D.C. District Court Rescinds FSOC’s Designation of MetLife as Systemically Important: Decision Cites “Fundamental Violations of Established Administrative Law,” Including a Failure to Consider the Costs of Regulation and Unexplained Deviations From Prior Regulatory GuidanceSullivan & Cromwell LLP - April 7, 2016
On March 30, 2016, in MetLife, Inc. v.
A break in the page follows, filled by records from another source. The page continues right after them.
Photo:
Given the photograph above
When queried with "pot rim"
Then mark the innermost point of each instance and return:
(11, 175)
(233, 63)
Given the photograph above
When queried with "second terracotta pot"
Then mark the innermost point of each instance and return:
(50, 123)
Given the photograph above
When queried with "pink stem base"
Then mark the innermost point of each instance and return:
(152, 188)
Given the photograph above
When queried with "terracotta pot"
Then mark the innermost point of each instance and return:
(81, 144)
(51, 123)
Financial Stability Oversight Council, Judge Rosemary M. Collyer of the U.S. District Court for the District of Columbia (the “Court”) rescinded the designation of MetLife, Inc. (“MetLife”) by the Financial Stability Oversight Council (“FSOC”) as a systemically important nonbank financial company under Section 113 of the Dodd-Frank Wall Street Reform and Consumer Protection Act (the “Dodd-Frank Act”).
The Court concluded that, although MetLife is a “nonbank financial company” eligible for designation under Section 113 of the Dodd-Frank Act, FSOC’s basis for designating MetLife was fatally flawed in at least three respects.
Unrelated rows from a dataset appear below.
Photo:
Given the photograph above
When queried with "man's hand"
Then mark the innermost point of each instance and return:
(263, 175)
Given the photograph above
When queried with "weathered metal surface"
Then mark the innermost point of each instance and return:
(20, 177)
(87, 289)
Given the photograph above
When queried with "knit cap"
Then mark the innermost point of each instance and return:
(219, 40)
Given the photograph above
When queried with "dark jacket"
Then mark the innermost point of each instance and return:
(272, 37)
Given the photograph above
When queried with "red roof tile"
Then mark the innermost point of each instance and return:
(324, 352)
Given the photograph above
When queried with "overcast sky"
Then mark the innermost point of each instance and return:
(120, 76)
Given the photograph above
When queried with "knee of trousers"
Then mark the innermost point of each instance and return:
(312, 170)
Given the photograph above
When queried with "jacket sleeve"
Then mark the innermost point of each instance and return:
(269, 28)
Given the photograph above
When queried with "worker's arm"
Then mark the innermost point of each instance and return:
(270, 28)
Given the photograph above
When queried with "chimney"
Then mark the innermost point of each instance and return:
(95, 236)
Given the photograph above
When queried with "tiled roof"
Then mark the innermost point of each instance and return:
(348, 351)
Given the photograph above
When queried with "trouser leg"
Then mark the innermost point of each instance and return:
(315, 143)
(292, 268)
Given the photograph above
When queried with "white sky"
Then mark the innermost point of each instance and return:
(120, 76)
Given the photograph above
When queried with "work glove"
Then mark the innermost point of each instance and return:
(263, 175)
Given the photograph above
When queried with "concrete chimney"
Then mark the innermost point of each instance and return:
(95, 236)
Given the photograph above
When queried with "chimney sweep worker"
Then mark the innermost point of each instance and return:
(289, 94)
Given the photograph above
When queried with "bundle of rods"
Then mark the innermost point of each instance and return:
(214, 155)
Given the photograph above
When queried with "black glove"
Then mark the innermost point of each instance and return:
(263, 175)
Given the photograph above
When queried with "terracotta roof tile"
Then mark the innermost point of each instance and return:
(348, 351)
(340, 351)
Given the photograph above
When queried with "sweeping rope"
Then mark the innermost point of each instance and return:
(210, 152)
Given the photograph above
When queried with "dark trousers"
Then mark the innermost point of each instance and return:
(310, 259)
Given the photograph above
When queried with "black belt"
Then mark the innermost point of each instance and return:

- First, FSOC deviated from its own guidance without explanation by failing to assess MetLife’s actual vulnerability to financial distress.
- Second, FSOC failed to establish a basis for a finding that MetLife’s material financial distress would cause “an impairment of financial intermediation or of financial market functioning that would be sufficiently severe to inflict significant damage on the broader economy,” within the meaning of FSOC’s guidance.
- Third, FSOC failed to weigh the perceived benefits of designating MetLife against the possible costs of taking such action, including the possibility that “imposing billions of dollars in cost could actually make MetLife more vulnerable to distress.”